DataDive6_mohler

library(tidyverse)

## ── Attaching core tidyverse packages ──────────────────────── tidyverse 2.0.0 ──
## ✔ dplyr     1.1.3     ✔ readr     2.1.4
## ✔ forcats   1.0.0     ✔ stringr   1.5.0
## ✔ ggplot2   3.4.3     ✔ tibble    3.2.1
## ✔ lubridate 1.9.2     ✔ tidyr     1.3.0
## ✔ purrr     1.0.2     
## ── Conflicts ────────────────────────────────────────── tidyverse_conflicts() ──
## ✖ dplyr::filter() masks stats::filter()
## ✖ dplyr::lag()    masks stats::lag()
## ℹ Use the conflicted package (<http://conflicted.r-lib.org/>) to force all conflicts to become errors

project_data <- read.csv("online_shoppers_intention.csv")

NEW VARIABLES:

1. Time Efficiency

New Column: Calculate a “Time Efficiency” column by dividing PageValues by the sum of the Administrative, Informational, and Product-related durations. This column would give an idea of how efficiently users are navigating the website in terms of value generated per unit time.
Potential Insight: Explore whether users with higher Time Efficiency interact more efficiently with high-value content. You could look at correlations with ExitRates and Revenue to assess if more efficient sessions lead to lower bounce or exit rates.

2. Special Day Impact

New Column: Multiply the SpecialDay column by Page Values to create a “Special Day Page Value” column. This would give an indication of how much value users generate on special days.
Potential Insight: Explore how SpecialDay_Impact correlates with other numeric variables like ExitRates and Revenue. The goal here is to see if users on special days view pages differently (in terms of engagement or value) compared to non-special days.

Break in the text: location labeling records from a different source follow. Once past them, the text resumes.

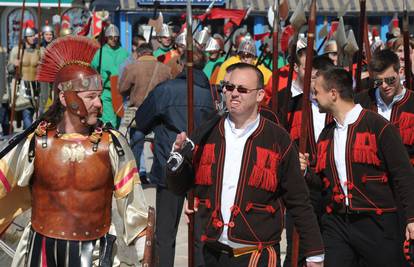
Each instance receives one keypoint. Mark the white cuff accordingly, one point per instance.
(317, 258)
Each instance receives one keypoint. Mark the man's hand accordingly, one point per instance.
(179, 141)
(409, 231)
(304, 161)
(314, 264)
(187, 212)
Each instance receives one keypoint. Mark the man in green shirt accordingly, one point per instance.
(113, 55)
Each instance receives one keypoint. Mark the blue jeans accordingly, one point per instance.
(137, 146)
(27, 117)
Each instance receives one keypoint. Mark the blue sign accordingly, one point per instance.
(183, 2)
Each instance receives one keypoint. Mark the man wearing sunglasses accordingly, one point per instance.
(363, 170)
(389, 97)
(113, 55)
(246, 173)
(246, 53)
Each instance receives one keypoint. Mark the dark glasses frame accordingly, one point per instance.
(229, 87)
(388, 80)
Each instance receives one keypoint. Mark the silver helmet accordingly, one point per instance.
(247, 46)
(181, 38)
(111, 30)
(214, 43)
(29, 32)
(165, 31)
(47, 28)
(202, 36)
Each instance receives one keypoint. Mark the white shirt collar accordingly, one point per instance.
(395, 99)
(350, 117)
(296, 89)
(241, 132)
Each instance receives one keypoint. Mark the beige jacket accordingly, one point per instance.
(139, 78)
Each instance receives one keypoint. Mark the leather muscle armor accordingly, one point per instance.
(31, 58)
(71, 188)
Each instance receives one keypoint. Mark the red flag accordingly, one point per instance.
(286, 36)
(334, 27)
(261, 36)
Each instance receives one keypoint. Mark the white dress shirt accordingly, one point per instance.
(318, 118)
(340, 139)
(383, 109)
(235, 142)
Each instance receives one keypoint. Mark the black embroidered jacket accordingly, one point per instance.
(377, 167)
(270, 181)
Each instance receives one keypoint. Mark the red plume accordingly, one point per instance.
(29, 24)
(286, 36)
(64, 51)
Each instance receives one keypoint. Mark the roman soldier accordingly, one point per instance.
(73, 167)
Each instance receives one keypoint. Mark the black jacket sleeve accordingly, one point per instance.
(296, 199)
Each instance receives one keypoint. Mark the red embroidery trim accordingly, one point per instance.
(365, 149)
(264, 173)
(295, 127)
(208, 158)
(406, 127)
(321, 155)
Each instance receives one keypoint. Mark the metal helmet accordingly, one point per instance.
(330, 47)
(29, 32)
(65, 31)
(214, 43)
(47, 28)
(181, 38)
(247, 46)
(202, 36)
(165, 31)
(111, 30)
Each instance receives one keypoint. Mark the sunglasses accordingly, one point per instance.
(229, 87)
(387, 80)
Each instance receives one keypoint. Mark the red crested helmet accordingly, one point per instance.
(66, 64)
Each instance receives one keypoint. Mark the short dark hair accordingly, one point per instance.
(244, 66)
(199, 58)
(144, 49)
(383, 59)
(298, 55)
(322, 63)
(339, 79)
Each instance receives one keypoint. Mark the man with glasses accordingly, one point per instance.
(246, 53)
(113, 55)
(363, 169)
(389, 97)
(245, 173)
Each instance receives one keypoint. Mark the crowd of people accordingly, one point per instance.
(350, 196)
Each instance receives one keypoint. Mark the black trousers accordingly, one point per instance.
(215, 258)
(361, 240)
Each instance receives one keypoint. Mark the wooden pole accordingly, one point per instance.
(305, 111)
(190, 126)
(18, 69)
(360, 45)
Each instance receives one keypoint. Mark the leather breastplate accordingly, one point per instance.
(72, 188)
(30, 61)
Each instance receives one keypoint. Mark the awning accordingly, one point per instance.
(33, 3)
(331, 6)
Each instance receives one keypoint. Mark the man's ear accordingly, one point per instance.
(62, 99)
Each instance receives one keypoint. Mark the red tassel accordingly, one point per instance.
(295, 127)
(203, 173)
(264, 171)
(406, 127)
(321, 155)
(365, 149)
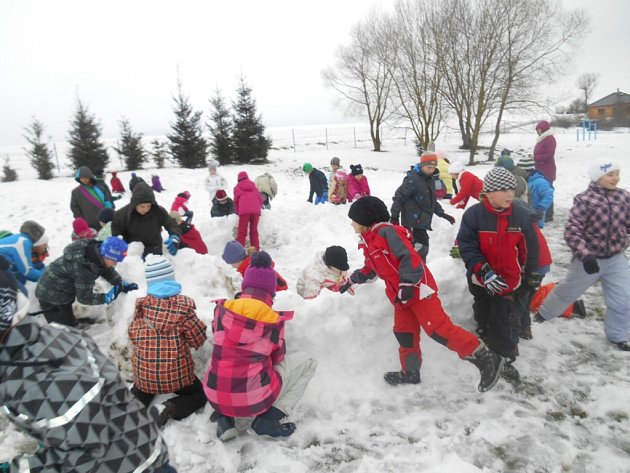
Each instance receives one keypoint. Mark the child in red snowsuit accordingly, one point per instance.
(410, 286)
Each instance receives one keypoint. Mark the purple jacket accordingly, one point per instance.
(599, 222)
(544, 153)
(247, 199)
(356, 186)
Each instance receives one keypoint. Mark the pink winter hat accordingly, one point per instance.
(260, 273)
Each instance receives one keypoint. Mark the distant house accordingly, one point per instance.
(615, 106)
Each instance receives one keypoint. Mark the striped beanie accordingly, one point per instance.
(157, 268)
(499, 179)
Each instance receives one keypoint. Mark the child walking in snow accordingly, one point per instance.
(164, 329)
(249, 375)
(499, 246)
(70, 399)
(248, 204)
(338, 190)
(238, 257)
(81, 230)
(410, 287)
(179, 205)
(597, 235)
(357, 183)
(327, 270)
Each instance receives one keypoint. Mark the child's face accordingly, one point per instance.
(358, 228)
(500, 199)
(609, 180)
(143, 208)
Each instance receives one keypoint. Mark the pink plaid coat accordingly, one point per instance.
(241, 380)
(162, 333)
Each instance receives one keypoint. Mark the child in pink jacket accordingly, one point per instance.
(357, 183)
(248, 204)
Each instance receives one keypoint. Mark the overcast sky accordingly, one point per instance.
(121, 58)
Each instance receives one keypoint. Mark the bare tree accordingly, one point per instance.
(587, 83)
(536, 38)
(363, 73)
(417, 80)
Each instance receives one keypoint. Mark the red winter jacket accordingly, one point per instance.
(117, 184)
(505, 240)
(469, 186)
(162, 333)
(247, 199)
(389, 255)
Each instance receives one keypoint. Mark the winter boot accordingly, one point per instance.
(578, 309)
(625, 346)
(402, 377)
(226, 429)
(489, 365)
(268, 424)
(526, 333)
(510, 373)
(169, 412)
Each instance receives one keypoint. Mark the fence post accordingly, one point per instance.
(56, 157)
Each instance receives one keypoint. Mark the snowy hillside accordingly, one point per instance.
(571, 413)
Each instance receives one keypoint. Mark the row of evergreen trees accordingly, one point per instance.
(236, 135)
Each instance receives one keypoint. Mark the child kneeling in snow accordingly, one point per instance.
(410, 286)
(248, 374)
(164, 329)
(327, 270)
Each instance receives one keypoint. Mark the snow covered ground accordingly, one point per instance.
(571, 413)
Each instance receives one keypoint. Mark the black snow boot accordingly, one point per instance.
(402, 377)
(489, 364)
(578, 309)
(510, 373)
(268, 424)
(226, 429)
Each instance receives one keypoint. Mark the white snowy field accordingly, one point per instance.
(571, 413)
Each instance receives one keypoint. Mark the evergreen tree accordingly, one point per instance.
(221, 145)
(130, 147)
(9, 174)
(187, 144)
(250, 142)
(84, 137)
(159, 153)
(39, 152)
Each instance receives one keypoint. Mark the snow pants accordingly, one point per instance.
(497, 319)
(186, 401)
(251, 221)
(295, 377)
(428, 314)
(614, 274)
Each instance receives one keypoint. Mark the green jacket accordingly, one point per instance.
(72, 276)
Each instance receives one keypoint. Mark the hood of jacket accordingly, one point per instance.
(84, 171)
(142, 193)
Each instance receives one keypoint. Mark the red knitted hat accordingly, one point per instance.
(428, 158)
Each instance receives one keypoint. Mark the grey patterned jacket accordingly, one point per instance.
(57, 386)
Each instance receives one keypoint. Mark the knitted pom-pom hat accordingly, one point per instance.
(260, 273)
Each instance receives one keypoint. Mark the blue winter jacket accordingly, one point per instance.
(17, 250)
(540, 195)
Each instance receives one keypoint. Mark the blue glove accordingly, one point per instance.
(172, 244)
(129, 286)
(494, 283)
(113, 294)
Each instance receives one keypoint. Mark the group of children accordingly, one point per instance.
(249, 375)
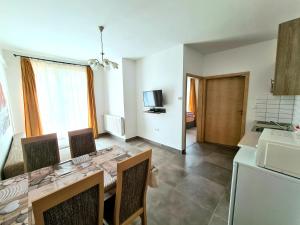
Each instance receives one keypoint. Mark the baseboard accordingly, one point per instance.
(131, 139)
(144, 139)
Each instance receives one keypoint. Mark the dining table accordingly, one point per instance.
(18, 193)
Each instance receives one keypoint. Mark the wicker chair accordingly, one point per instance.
(130, 199)
(80, 203)
(81, 142)
(40, 151)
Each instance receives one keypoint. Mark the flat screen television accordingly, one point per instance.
(153, 98)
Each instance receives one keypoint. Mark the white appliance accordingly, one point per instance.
(279, 151)
(261, 196)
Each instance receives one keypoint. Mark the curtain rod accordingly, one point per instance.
(49, 60)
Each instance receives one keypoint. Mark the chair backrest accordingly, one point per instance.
(40, 151)
(132, 179)
(80, 203)
(81, 142)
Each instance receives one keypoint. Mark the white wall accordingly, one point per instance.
(192, 61)
(6, 138)
(114, 91)
(129, 89)
(99, 91)
(163, 70)
(14, 82)
(296, 119)
(258, 58)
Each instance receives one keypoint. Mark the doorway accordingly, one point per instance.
(225, 109)
(192, 109)
(221, 105)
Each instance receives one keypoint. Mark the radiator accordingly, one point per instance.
(114, 125)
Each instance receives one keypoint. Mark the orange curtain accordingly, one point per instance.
(192, 100)
(33, 125)
(91, 102)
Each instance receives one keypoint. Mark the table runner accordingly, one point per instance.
(18, 192)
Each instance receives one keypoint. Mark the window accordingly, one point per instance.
(62, 97)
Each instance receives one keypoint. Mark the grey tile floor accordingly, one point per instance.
(193, 188)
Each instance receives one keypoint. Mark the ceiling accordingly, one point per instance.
(136, 28)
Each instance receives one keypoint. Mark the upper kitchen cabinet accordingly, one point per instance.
(287, 73)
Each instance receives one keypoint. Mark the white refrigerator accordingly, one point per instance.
(260, 196)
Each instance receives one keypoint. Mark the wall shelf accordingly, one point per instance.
(156, 111)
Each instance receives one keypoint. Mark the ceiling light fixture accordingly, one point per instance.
(104, 63)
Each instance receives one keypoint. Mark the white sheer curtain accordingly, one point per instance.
(62, 96)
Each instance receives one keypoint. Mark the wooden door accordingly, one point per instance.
(224, 110)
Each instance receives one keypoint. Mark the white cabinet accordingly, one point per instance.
(260, 196)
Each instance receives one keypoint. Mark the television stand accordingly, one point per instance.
(156, 110)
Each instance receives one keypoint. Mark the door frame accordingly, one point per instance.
(199, 118)
(202, 103)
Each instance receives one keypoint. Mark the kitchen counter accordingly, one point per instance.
(249, 139)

# Creating the Time Efficiency column
project_data$TimeEfficiency <- project_data$PageValues / 
                               (project_data$Administrative + 
                                project_data$Informational + 
                                project_data$ProductRelated)

# Creating the Special Day Impact column
project_data$SpecialDay_Impact <- project_data$SpecialDay * project_data$PageValues

VISUALIZATION:

Now, plot both new variables vs ExitRates:

# Plot Time Efficiency vs Exit Rates
ggplot(project_data, aes(x = TimeEfficiency, y = ExitRates)) +
  geom_point() +
  geom_smooth(method = "lm", formula = y ~ poly(x, 2), col = "blue") +  # Optional: add a trend line
  labs(title = "Time Efficiency vs Exit Rates",
       x = "Time Efficiency",
       y = "Exit Rates")

## Warning: Removed 6 rows containing non-finite values (`stat_smooth()`).

## Warning: Removed 6 rows containing missing values (`geom_point()`).

# Plot Special Day Impact vs Exit Rates
ggplot(project_data, aes(x = SpecialDay_Impact, y = ExitRates)) +
  geom_point() +
  geom_smooth(method = "lm", formula = y ~ poly(x, 2), col = "blue") +  # Optional: add a trend line
  labs(title = "Special Day Impact vs Exit Rates",
       x = "Special Day Impact",
       y = "Exit Rates")

Now we’ll plot the same values, but with two trendlines to represent whether the instances are positive or negative cases of shopping (Revenue).

# Plot Time Efficiency vs Exit Rates with Revenue-based trendlines and black data points
ggplot(project_data, aes(x = TimeEfficiency, y = ExitRates)) +
  geom_point(color = "black") +  # Black data points
  geom_smooth(aes(color = as.factor(Revenue)), method = "lm", formula = y ~ poly(x, 2), se = FALSE) +  # Colored trend lines
  scale_color_manual(values = c("FALSE" = "red", "TRUE" = "green")) +  # Red for FALSE, Green for TRUE
  labs(title = "Time Efficiency vs Exit Rates",
       x = "Time Efficiency",
       y = "Exit Rates",
       color = "Revenue")  # Legend for Revenue

## Warning: Removed 6 rows containing non-finite values (`stat_smooth()`).

## Warning: Removed 6 rows containing missing values (`geom_point()`).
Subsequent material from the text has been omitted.